What is the pH of a 0.031 mol L-1 solution of an acid, if the pKa of the acid is 5.12?

To solve this problem, we can use the Henderson-Hasselbalch equation, which is:

pH = pKa + log([A-]/[HA])

In this case, we are dealing with a weak acid that is not in a buffer solution, so the concentration of the acid ([HA]) is equal to the initial concentration of the acid, and the concentration of the conjugate base ([A-]) is negligible. Therefore, the equation simplifies to:

pH = pKa + log(0)

The log of 0 is undefined, so we can't use this equation directly. However, we can make an approximation. If the concentration of the acid is much less than 10^-pKa, then the pH is approximately equal to the pKa. In this case, the concentration of the acid is 0.031 mol L-1, and 10^-5.12 is approximately 0.0000076 mol L-1. Since 0.031 is much greater than 0.0000076, we can't make this approximation.
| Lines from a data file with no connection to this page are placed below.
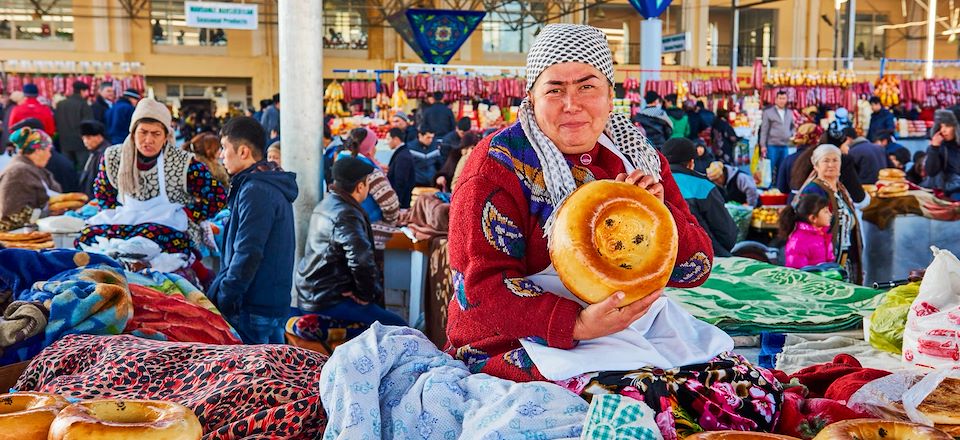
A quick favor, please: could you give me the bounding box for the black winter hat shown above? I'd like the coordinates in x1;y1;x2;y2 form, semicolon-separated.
333;156;373;185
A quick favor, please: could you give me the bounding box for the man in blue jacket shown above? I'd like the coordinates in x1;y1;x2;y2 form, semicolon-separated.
663;138;737;257
106;89;140;145
864;96;897;143
407;127;443;187
208;117;298;344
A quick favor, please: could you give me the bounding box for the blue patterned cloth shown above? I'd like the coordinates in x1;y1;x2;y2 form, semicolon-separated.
23;264;133;346
320;323;587;440
0;249;120;301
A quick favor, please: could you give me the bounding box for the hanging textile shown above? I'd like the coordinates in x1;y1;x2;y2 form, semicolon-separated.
406;9;487;64
629;0;670;18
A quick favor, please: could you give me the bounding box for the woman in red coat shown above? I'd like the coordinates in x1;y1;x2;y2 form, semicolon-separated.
447;25;782;439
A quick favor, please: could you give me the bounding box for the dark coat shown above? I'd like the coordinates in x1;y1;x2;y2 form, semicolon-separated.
90;95;110;126
80;139;110;199
421;102;457;137
53;94;93;154
106;98;135;145
670;165;737;257
387;145;417;209
296;189;383;312
208;161;299;318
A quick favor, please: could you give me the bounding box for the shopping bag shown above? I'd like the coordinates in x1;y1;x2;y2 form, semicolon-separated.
903;247;960;368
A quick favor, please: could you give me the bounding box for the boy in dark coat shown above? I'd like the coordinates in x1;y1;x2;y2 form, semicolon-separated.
208;117;298;344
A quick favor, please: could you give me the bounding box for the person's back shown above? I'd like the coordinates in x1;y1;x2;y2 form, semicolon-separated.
107;97;135;145
208;117;299;344
849;137;887;184
54;81;93;167
423;100;457;137
663;138;737;257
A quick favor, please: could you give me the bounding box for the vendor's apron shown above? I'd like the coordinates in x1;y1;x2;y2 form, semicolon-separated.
87;153;188;232
520;136;733;380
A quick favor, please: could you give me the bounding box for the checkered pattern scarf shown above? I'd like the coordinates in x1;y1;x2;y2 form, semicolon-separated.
518;24;660;237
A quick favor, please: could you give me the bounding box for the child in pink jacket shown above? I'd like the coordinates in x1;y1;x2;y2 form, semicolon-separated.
780;194;836;269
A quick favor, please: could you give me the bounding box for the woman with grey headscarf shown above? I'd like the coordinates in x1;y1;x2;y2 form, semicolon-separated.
792;144;863;284
447;24;781;438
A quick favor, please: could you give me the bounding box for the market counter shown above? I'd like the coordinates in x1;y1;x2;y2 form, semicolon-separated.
862;215;960;285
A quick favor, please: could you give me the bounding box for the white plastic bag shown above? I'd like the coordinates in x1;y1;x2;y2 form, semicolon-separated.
903;247;960;368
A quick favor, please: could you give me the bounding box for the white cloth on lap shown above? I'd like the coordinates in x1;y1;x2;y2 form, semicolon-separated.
520;265;733;380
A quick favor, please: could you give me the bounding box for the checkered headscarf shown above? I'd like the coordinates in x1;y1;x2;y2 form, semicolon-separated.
518;24;660;237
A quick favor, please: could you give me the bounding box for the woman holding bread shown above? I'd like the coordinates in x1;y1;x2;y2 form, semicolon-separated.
447;24;781;439
0;127;60;231
793;144;863;284
77;99;227;254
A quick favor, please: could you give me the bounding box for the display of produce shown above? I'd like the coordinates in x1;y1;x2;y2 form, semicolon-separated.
550;180;679;307
764;68;857;88
873;75;900;107
751;206;783;229
0;393;70;440
48;399;203;440
813;419;953;440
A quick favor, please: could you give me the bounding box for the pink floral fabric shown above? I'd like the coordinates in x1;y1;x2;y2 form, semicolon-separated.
559;353;783;440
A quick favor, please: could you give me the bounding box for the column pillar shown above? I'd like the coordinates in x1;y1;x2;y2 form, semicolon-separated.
277;0;324;259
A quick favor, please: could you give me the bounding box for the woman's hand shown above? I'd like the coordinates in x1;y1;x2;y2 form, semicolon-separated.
923;202;960;221
573;289;663;341
616;170;663;202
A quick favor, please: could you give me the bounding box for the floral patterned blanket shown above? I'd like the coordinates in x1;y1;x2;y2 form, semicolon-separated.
320;323;587;440
666;257;883;335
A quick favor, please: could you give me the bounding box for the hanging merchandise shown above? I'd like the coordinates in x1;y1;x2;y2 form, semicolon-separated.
873;75;900;107
323;80;350;116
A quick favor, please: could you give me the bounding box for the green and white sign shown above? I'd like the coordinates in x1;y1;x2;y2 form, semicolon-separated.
183;2;257;31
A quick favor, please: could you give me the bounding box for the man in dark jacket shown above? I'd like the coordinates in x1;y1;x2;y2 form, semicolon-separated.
106;89;140;145
663;138;737;257
407;127;443;187
387;127;417;209
90;82;117;126
867;96;897;142
841;127;887;185
296;157;406;326
208;116;298;344
80;119;110;199
10;118;80;193
422;92;457;137
390;112;417;143
633;90;673;150
923;110;960;200
440;117;472;163
53;81;93;168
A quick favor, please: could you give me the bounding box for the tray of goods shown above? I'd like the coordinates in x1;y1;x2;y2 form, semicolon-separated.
750;205;784;229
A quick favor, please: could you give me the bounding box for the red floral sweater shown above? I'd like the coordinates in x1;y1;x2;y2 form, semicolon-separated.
447;124;713;381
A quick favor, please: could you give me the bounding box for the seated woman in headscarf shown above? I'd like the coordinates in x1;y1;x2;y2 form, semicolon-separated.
447;24;782;439
791;144;863;284
0;127;60;231
77;99;227;260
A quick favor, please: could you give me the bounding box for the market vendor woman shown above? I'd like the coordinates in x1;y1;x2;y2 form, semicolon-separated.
78;99;227;254
447;24;781;438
Instead, we need to use the definition of pH and pKa:

pH = -log[H+] pKa = -log(Ka)

We can solve the second equation for Ka:

Ka = 10^-pKa

Substituting the given value of pKa:

Ka = 10^-5.12

Next, we can use the definition of Ka for a weak acid HA:

Ka = [H+][A-]/[HA]

Since [A-] is negligible, this simplifies to:

Ka = [H+]/[HA]

We can solve this equation for [H+]:

[H+] = Ka[HA]

Substituting the values we found for Ka and [HA]:

[H+] = 10^-5.12 * 0.031

Finally, we can substitute this into the equation for pH:

pH = -log(10^-5.12 * 0.031)

This will give you the pH of the solution.